How will this funding be used?

The checker runs on a laptop; the model that drives the loop does not, which is the split this money pays for. The loop already works with a real model: it produced the 44-piece engine on a rented cluster. But that has only ever run on rented compute, never cheaply, and I have never measured how often it succeeds on designs it has not seen. The exam for that is built, eleven held-out design families, decontamination-checked at 0.14 maximum overlap against a 0.50 threshold, and nobody has run it yet. Producing that pass rate is what the first GPU hours buy.

The ask is staged. The $10,000 minimum rents the GPU hours to run the held-out sweep to completion and post the pass rate here, flattering or not. $25,000 buys a workstation around an RTX PRO 6000, so the hundreds of small iterations the dev loop needs cost electricity instead of rented money, because metering is what kills the back-and-forth real design takes; I cover the power, storage, and electrical work myself. $100,000 funds the capacity for the cluster-scale model the engine needed, owned instead of rented, plus hosting so a workshop or another lab can reach the checker through a browser. Renting that node runs about $140,000 a year; this buys it once.

Who is on your team? What's your track record on similar projects?

Solo project. Most relevant is Axiom, a study app around a language model I fine-tuned to turn a student's notes into flashcards: live at axiomchat.app and on the iOS App Store, around 400 monthly users, built to run on one CPU core and two gigabytes of memory so it stays free. Axiom taught me both halves this needs: how to fine-tune a model to do a job well, and exactly how convincing a model stays right up until it's confidently wrong. Before that: a tennis-court occupancy sensor on small wireless boards, then self-hosted vision models tracking the ball and a player's posture from a phone mount I designed and 3D-printed. The last few months went into the work this application describes: building the checker, and getting a model to design the 44-piece engine through it on rented compute.

What are the most likely causes and outcomes if this project fails?

The most likely one is just that the hard version is hard. The engine is one machine a model got right through the loop; making that reliable, on machines it has never seen, could land slower or shakier than a single success makes it look. If so, the proven half still ships: real solver checks instead of the model's own say-so, for whatever range it covers.

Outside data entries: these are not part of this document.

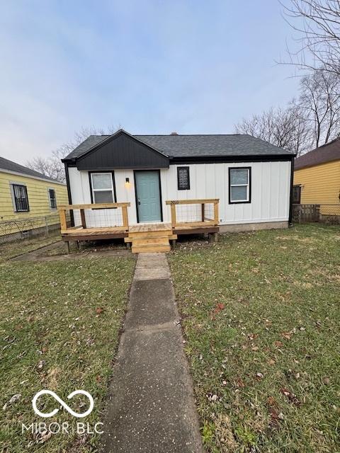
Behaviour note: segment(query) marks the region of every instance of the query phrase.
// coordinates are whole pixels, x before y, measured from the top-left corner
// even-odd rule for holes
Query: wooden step
[[[167,236],[164,237],[159,237],[159,238],[133,238],[132,240],[132,246],[143,246],[149,243],[154,244],[164,244],[167,245],[169,243],[169,237]]]
[[[172,234],[172,230],[159,230],[155,231],[138,231],[138,232],[131,232],[129,231],[129,237],[130,238],[137,238],[137,237],[149,237],[149,238],[157,238],[159,236],[171,236]]]
[[[157,252],[169,252],[170,250],[170,244],[147,244],[144,246],[138,246],[137,247],[132,246],[132,253],[153,253]]]
[[[135,233],[134,234],[136,234]],[[167,234],[166,231],[164,233],[163,231],[163,234],[157,234],[156,236],[150,235],[149,233],[138,233],[137,236],[131,236],[131,234],[129,234],[128,237],[124,238],[125,242],[133,242],[134,241],[139,239],[151,239],[152,238],[159,239],[159,238],[166,238],[167,239],[176,239],[177,234]]]

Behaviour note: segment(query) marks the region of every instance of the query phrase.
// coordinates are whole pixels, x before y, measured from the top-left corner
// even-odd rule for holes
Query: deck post
[[[80,210],[80,218],[81,219],[81,226],[83,228],[86,227],[86,219],[85,219],[85,210]]]
[[[129,229],[129,219],[128,217],[128,207],[122,206],[122,214],[123,214],[123,226],[127,231]]]
[[[60,217],[60,230],[62,231],[67,229],[67,223],[66,222],[66,210],[62,208],[60,209],[59,216]]]
[[[171,203],[171,226],[173,228],[176,227],[176,205],[174,203]]]
[[[214,223],[218,225],[218,201],[214,202]]]

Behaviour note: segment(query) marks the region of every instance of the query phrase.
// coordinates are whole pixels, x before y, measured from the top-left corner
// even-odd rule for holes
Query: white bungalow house
[[[70,205],[125,203],[129,226],[140,230],[174,226],[171,212],[177,223],[198,222],[197,228],[215,215],[214,226],[225,232],[288,226],[294,157],[246,134],[131,135],[120,130],[89,137],[63,162]],[[103,234],[124,223],[118,209],[74,208],[74,225],[86,230]]]

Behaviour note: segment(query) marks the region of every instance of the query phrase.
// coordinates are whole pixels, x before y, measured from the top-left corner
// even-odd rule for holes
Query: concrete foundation
[[[288,220],[285,222],[264,222],[254,224],[235,224],[234,225],[220,225],[220,233],[257,231],[259,229],[278,229],[288,227]]]

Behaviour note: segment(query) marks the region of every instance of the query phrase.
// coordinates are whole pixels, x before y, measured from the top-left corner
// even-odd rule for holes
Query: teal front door
[[[159,171],[136,171],[136,202],[138,222],[161,222]]]

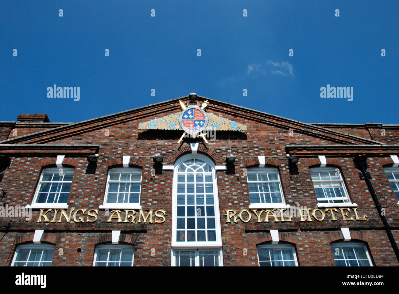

The riskier failures are the ones I'm asking to measure. Whether the checking generalizes past the cases I built: the held-out exam tests exactly that, has no number yet, and I won't invent one. Whether the gate only catches what I thought to wire a verifier for: the gimbal carries five UNCHECKED flags because I knew to name them; nothing catches an unanticipated sixth. The sharpest one shows up once a model trains against the gate instead of being prompted at it: does it converge on brackets that genuinely hold, or on exploits in whatever the verifier doesn't check? That's specification gaming on cheap, deterministic ground truth, and it's the first thing to instrument once training starts.

Worth saying though: even the bad outcomes leave something. Every run pairs a design with a real pass-or-fail verdict against actual physics. The floor isn't zero: the gate already blocked an export over an unverifiable claim I deliberately planted, and it stays blocked until I sign off. Whatever happens, this never reports a check it didn't run as passed.

How much money have you raised in the last 12 months, and from where?

Zero dollars in the last 12 months. Entirely self-funded: about a hundred dollars on rented compute. No grants, no investment.